実質的に、どんな予算でも無制限に要求できることにならないか。不要不急の予算の削減を迫る仕掛けも無いため、必要性が下がった事業の見直しも期待できない。
コロナ禍に対応する各省庁の作業負担に配慮し、概算要求の提出期限は例年より1カ月遅い9月末とされた。それから年末までの短期間で、メリハリのある予算に仕上げるには、政治の強いリーダーシップで利害を調整することが求められる。

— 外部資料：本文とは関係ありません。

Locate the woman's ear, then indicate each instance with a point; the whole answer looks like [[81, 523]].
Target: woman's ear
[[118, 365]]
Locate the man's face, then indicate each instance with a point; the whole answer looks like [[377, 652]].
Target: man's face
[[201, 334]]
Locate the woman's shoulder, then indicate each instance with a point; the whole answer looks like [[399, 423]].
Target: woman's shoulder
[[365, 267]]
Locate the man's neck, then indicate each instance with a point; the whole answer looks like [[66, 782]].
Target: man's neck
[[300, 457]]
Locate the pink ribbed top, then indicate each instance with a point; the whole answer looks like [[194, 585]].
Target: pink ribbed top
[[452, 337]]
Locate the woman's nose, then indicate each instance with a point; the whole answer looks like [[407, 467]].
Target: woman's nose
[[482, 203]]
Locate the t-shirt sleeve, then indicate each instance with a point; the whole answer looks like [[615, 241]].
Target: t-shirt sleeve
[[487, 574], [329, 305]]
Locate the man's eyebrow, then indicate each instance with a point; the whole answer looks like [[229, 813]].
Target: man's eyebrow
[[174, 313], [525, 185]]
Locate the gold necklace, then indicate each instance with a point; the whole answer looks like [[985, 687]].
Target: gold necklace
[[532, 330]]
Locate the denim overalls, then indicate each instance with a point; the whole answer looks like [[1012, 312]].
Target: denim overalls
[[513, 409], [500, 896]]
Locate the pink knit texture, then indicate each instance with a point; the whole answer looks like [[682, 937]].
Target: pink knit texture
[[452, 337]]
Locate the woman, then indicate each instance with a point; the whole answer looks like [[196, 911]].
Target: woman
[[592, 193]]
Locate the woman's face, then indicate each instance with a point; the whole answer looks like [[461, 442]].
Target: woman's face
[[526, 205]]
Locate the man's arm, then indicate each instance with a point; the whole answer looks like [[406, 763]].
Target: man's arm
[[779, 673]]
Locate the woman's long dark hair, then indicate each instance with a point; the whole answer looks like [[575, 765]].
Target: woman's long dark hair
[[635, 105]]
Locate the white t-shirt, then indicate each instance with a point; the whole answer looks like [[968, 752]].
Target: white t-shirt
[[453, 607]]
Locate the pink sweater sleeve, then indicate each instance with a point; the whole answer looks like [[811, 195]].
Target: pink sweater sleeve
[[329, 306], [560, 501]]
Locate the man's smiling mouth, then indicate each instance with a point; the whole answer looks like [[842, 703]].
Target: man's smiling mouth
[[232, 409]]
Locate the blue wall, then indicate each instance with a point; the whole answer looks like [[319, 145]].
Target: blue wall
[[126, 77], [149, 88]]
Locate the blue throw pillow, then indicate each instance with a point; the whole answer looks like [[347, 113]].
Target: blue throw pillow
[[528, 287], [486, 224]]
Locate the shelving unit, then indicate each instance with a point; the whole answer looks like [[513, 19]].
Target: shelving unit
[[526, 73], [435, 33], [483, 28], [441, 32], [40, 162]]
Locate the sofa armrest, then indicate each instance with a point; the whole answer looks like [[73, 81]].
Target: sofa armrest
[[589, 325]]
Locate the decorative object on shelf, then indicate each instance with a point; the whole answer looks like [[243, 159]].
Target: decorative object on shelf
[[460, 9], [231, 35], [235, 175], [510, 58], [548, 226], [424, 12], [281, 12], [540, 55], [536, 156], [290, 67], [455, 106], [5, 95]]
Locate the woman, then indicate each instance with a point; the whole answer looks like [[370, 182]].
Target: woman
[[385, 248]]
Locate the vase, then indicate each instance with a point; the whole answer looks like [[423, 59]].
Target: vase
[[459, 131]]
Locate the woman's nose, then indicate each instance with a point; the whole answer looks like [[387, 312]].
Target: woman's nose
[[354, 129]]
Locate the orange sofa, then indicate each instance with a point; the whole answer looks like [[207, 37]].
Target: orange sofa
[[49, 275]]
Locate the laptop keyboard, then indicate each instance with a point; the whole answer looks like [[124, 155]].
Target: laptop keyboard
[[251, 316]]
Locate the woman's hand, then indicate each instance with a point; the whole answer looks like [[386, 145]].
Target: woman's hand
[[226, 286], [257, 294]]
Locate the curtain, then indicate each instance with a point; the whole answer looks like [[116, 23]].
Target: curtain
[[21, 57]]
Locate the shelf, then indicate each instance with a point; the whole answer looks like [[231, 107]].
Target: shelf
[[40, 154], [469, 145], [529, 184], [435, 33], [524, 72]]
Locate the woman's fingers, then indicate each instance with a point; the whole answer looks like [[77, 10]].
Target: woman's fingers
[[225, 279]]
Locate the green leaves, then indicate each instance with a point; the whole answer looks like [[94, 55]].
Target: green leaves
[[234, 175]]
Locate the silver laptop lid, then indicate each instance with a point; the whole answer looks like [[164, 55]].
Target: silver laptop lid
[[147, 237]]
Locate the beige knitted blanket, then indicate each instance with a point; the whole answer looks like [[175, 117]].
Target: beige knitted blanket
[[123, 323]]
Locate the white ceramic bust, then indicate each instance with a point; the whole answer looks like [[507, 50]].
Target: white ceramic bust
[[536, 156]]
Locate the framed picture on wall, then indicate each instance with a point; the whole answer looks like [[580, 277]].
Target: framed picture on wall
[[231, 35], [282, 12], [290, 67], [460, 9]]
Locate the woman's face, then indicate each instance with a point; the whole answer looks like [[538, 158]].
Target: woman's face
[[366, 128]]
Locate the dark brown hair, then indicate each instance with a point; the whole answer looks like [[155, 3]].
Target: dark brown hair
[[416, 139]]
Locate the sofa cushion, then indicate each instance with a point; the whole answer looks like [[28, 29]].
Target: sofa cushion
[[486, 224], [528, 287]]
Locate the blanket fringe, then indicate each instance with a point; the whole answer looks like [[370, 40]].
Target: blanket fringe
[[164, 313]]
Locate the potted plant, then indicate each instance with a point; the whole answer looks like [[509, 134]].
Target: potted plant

その難題に取り組む覚悟が政権にあるのか、心もとない。政治的に調整が難しい問題は今回手をつけず、軒並み年末に先送りされたからだ。例えば毎年予算編成の要となる社会保障費でも、昨年は「増加を高齢化による伸びにおさめる」としていた方針を、今年のルールには盛り込んでいない。
一連のコロナ対策では、官邸主導で決めた現金給付や旅行支援策などが世論の反発を招き、見直しに追い込まれた。
国民が納得できる予算にするには、それぞれの政策が本当に「緊要」というほど大切で必要なのか、透明性がある場で議論を尽くさねばならない。そのことを政権は肝に銘じるべきだ。